Bulukumba | GeberNews.com – Komitmen Polsek Ujung Loe dalam memberantas praktik perjudian kembali dibuktikan. Menindaklanjuti laporan masyarakat, aparat kepolisian membongkar sekaligus memusnahkan arena sabung ayam yang diduga menjadi lokasi aktivitas perjudian di Desa Seppang, Kecamatan Ujung Loe, Kabupaten Bulukumba, Sabtu sore (6/12/2025).
Operasi penertiban dipimpin langsung oleh Kapolsek Ujung Loe, Iptu Rudi Adri Purwanto dengan melibatkan personel Polsek, unsur TNI dari Babinsa, Kepala Desa Seppang, serta para kepala dusun setempat. Setibanya di lokasi, petugas menemukan arena sabung ayam yang diduga aktif digunakan untuk praktik perjudian.

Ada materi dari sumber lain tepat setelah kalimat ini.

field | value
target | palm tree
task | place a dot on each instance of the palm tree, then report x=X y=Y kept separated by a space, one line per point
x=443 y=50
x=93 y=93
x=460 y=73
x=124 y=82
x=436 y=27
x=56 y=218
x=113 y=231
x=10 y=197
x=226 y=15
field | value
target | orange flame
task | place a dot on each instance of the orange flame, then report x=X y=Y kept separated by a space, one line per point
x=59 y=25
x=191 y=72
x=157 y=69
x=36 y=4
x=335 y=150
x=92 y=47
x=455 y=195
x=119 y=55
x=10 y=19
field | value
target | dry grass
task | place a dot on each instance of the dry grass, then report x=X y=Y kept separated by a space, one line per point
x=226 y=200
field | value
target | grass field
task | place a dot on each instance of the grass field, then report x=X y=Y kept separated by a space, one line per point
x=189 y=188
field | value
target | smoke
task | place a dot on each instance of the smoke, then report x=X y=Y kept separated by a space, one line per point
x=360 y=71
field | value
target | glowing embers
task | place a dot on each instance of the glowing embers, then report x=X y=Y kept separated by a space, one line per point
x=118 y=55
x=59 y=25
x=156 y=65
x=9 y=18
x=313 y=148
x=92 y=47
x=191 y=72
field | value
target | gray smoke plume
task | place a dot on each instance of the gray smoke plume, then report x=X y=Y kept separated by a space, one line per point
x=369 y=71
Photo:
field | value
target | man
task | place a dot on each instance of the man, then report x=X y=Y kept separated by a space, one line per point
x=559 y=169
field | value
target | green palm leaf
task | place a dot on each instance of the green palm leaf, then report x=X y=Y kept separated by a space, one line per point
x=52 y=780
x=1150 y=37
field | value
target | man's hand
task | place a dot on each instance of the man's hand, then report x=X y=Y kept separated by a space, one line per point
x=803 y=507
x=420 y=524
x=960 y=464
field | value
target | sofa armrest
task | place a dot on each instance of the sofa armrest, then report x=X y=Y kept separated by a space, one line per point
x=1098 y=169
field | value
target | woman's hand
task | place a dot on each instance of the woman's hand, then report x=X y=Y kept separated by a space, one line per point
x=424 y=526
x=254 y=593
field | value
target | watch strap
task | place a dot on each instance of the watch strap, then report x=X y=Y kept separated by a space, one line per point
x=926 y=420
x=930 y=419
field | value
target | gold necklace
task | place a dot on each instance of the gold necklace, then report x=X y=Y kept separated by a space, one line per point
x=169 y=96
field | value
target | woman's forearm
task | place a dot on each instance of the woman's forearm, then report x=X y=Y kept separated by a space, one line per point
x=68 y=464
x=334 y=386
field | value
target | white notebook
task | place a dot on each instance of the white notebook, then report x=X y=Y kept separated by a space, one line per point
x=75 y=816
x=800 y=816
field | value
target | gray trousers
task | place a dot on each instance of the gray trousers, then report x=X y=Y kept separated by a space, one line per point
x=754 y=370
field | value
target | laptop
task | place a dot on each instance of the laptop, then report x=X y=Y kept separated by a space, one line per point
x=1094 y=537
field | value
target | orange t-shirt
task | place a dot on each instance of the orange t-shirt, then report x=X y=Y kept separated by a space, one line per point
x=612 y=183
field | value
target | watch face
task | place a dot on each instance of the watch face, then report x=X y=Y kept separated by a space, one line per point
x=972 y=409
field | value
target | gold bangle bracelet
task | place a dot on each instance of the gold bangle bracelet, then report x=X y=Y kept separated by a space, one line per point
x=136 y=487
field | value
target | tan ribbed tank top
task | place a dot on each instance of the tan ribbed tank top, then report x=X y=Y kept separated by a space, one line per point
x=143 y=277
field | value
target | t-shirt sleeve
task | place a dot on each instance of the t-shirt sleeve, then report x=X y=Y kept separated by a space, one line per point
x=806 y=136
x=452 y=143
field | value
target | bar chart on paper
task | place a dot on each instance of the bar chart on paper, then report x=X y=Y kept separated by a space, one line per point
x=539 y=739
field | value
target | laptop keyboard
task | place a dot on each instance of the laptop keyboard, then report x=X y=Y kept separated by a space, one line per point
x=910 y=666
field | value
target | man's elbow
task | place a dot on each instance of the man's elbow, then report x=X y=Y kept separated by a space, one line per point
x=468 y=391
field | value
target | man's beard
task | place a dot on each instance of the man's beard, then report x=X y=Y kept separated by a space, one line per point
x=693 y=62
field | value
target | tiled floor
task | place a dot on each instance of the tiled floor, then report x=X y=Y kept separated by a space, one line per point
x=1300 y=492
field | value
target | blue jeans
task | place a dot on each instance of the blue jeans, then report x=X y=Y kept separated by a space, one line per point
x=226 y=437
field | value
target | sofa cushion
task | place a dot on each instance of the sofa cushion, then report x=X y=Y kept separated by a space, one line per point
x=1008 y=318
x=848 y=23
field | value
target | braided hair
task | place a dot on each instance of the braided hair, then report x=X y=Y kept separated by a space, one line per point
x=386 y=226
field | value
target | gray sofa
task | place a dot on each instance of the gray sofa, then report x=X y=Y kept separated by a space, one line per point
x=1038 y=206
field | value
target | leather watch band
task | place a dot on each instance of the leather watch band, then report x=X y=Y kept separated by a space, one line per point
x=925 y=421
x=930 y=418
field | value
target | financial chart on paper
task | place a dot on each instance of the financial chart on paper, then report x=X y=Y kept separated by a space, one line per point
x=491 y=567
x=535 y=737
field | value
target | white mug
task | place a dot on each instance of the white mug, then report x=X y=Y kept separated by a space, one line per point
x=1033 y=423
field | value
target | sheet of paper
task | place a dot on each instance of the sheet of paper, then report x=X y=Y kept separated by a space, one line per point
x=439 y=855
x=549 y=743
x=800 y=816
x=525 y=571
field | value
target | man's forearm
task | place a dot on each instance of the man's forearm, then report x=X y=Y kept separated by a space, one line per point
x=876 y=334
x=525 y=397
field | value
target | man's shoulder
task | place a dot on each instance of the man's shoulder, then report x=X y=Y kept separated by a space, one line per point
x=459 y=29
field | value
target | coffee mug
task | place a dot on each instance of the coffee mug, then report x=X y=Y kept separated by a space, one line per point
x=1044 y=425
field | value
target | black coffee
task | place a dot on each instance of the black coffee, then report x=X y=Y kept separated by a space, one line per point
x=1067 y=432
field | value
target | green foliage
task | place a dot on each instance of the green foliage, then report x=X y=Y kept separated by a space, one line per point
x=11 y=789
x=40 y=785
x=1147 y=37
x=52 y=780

Sebagai langkah tegas, arena tersebut langsung dimusnahkan dengan cara dibakar hingga rata dengan tanah. Tindakan ini dilakukan untuk memastikan lokasi tersebut tidak dapat lagi digunakan sebagai tempat aktivitas ilegal yang meresahkan masyarakat.
“Ini peringatan keras bagi siapa pun. Tidak ada ruang sama sekali bagi praktik perjudian di wilayah hukum Polsek Ujung Loe. Kami akan memberantas aktivitas semacam ini sampai benar-benar bersih,” tegas Iptu Rudi Adri Purwanto di sela kegiatan.
Kapolsek juga mengimbau warga agar tidak takut melaporkan berbagai aktivitas ilegal, termasuk perjudian, narkoba, maupun tindak kriminal lainnya.
“Partisipasi masyarakat sangat penting. Begitu laporan masuk, kami akan langsung bergerak. Setiap informasi sekecil apa pun akan kami tindak lanjuti,” ujarnya.
Ia menegaskan bahwa patroli rutin dan pemantauan wilayah akan terus ditingkatkan untuk mencegah munculnya kembali arena sabung ayam maupun praktik perjudian lainnya.
“Kalau masih ada yang mencoba mengulang, kami tidak akan ragu melakukan penindakan lebih tegas,” tambahnya.
Iptu Rudi juga menyampaikan apresiasi kepada masyarakat Desa Seppang yang telah berani melapor dan bersinergi dengan aparat dalam menjaga keamanan serta ketertiban lingkungan.
Sementara itu, menanggapi adanya kabar dugaan keterlibatan oknum kepolisian dalam aktivitas sabung ayam tersebut, Seksi Profesi dan Pengamanan (Propam) Polres Bulukumba menyatakan siap mendalami informasi yang berkembang.
Kasi Propam Polres Bulukumba, Iptu Andi Panangrangi, menegaskan pihaknya membuka ruang seluas-luasnya bagi masyarakat yang memiliki informasi maupun data terkait dugaan pelanggaran oleh anggota kepolisian.
“Kami persilakan siapa pun melapor jika memiliki bukti atau informasi mengenai keterlibatan anggota, baik secara langsung maupun tidak langsung. Setiap laporan akan ditindaklanjuti secara profesional sesuai aturan yang berlaku,” tegasnya.
Ia memastikan, Propam tidak akan mentolerir pelanggaran yang dilakukan oleh personel kepolisian.
“Jika terbukti ada anggota yang terlibat, kami akan mengambil tindakan tegas tanpa pandang bulu sesuai ketentuan hukum dan disiplin institusi,” pungkasnya.